Lo sballo del runner, nel mio caso lo chiamerei “equilibrio” e non mi succede sempre, talvolta faccio una fatica tremenda, ma quando accade entro in quella magica circostanza in cui sto spingendo ma non sto soffrendo più di tanto. È una sorta di correre “comodi”, ti senti nella comfort zone ma in realtà sei fuori dalla comfort zone. Rimani lucida e non vai fuori giri.

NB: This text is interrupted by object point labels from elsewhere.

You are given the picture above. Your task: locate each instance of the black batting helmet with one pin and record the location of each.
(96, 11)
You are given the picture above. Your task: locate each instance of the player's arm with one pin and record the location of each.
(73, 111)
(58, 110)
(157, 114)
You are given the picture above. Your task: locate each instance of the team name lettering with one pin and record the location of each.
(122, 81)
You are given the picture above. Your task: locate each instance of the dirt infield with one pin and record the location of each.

Ricordo un allenamento in Toscana con Emma Quaglia, entrambe eravamo stanchissime, dopo un’ora però successe qualcosa d’inspiegabile, iniziammo a ingranare e ci ritrovammo ad andare molto più veloci di quando iniziammo».

Ognuno di noi raggiunge in modo differente il runner’s high (e c’è anche chi non lo raggiunge); dipende da tanti fattori: dal nostro stato di forma, sensibilità, dai km, dall’intensità dello sforzo… Talvolta fatichiamo a definirlo, ma una cosa è certa, quando accade ce ne accorgiamo e ricordiamo per sempre. Ci sentiamo forti come Jeeg Robot o, nel mio caso, come Wonder Woman. Io almeno mi sono sentita così 🙂 E tu quando hai provato lo sballo del runner?!?